Good Friday (oops, that was totally accidental), everyone. The Fat Tuesday spirit is now gone, no more flaming skull heads riding motorcyles for us. Nope, it's just Tyler Perry films and fish out of water comedies. They are making us give up Nic Cage for Lent and I just can't stand it. This weekend we have ensemble comedy "Wanderlust," one Mister "Tyler Perry's Good Deeds" and a few other curios and offerings for your cinematic palate.
Doesn't it feel like we've been hearing about "Wanderlust" FOH-EVA? Didn't they shoot this like 5 years ago? Jennifer Aniston and Paul Rudd play neurotic New Yorkers who end up at Alan Alda's hippie commune. Justin Theroux (Jen's boo, but you knew that), Malin Akerman, Joe Lo Truglio, Kerri Kenney, Kathryn Hahn and others co-star as the far-out denizens of said commune, while Ken Marino and Michaela Watkins steal the show as Rudd's asshole bro and his wife. This is the first time collabo of director David Wain and uber-comedy-producer Judd Apatow, and our review says the comedy "definitely doesn’t rewrite the rules of comedy or the vulgar/sweet idiom that Judd Apatow has cultivated over the years, but it’s also a bit more tart, and in that way a bit more David Wain," and is "a mix of good-natured and congenial spirit, plus some good dick gags and LSD-soaked absurdist moments." Rotten Tomatoes: 57% Metacritic: 51
You know what time it is! Tyler Perry Studios Presents: A Tyler Perry Production of a Tyler Perry Play, Starring Tyler Perry, Written and Directed by Tyler Perry in "Tyler Perry's Good Deeds"! I know, that joke is way old, but I, for one, do NOT get tired of it. Erm, I'm going to assume there's a message about Jesus in this one... but basically the gist is that Tyler Perry plays a business man whose life is changed when he helps a cleaning woman who happens to look like the luminous Thandie Newton. Uh huh. Co-starring Gabrielle Union, Eddie Cibrian, Rebecca Romijn and Jamie Kennedy (did they throw a dart board at a poster of 90s teen idols to cast this thing?) RT: 33%
Navy SEALs actioner "Act of Valor" opens this weekend, and YES THOSE ARE REAL NAVY SEALS IF YOU HAVEN'T HEARD. Our review says the film "lacks the human element to make us root for its heroes; instead the film drowns in gunfire, and mantras take the place of dialogue.

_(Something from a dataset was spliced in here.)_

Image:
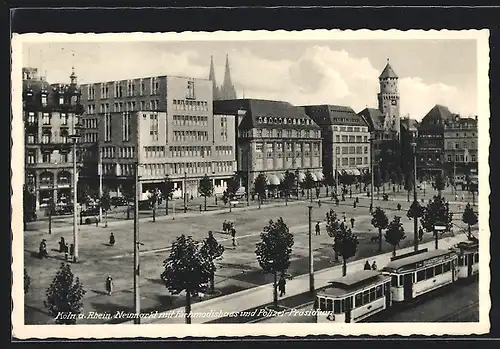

We can't even cheer on our lead characters, none of whom are given any personality beyond the film's initial exposition. It's a nihilist's approach to filmmaking, common to modern American cinema in that it wants shit to blow up good, but doesn't care about why, or what, the repercussions might be." RT: 27% MC: 43
Opening in limited release before platforming to more cities in the coming weeks is "On the Ice," a thriller shot on location in Alaska with non-professional actors about a tragic accident that sends three friends into turmoil. Our review from IFF Boston says the debut feature from Andrew Okpeaha MacLean, "is a small film worth seeing, simply for the chemistry between Irelan and Patkotak as best friends and the exposure to a new environment."
"Maria Full Of Grace" director Joshua Marston returns with his second feature, "The Forgiveness of Blood." This time he leaves the environs of South America to explore a blood feud in Albania. Our review says the film is "a very solid piece of work," and, "has an extremely grounded feeling that you don’t generally get with dramas or thrillers -- most feel put together in a petri dish, either a concoction with overly familiar elements or a collection of histrionic moments assembled to easily stir audience members. This film steers clear of that nonsense, and by the time it wraps to an emotional ending in its own terms, you’ll be glad it did." RT: 86% MC: 70
Screenwriter Stuart Beattie writes and directs "Tomorrow, When the War Began," a sort of Australian "Red Dawn" for the 21st century. A group of teens go on a camping trip only to discover their homes and families under siege when they return, and it's only a matter of time before they fight back. Our review says, "is a satisfying slice of young adult cinema, more engaging and enigmatic than the first three "Twilight" movies and able to produce an air of uniqueness in an overtly familiar, sci-fi-ish scenario," and is "fast-paced and genuinely entertaining, and its inherently Australian attitude gives it some much-needed edge." RT: 63% MC: 55
Um, where the shit did this movie "Gone" with Amanda Seyfried come from? Basically, it's "Taken," with Amanda getting her Liam Neeson on to look for her sister. It didn't screen for critics, so yeah, make of that what you will.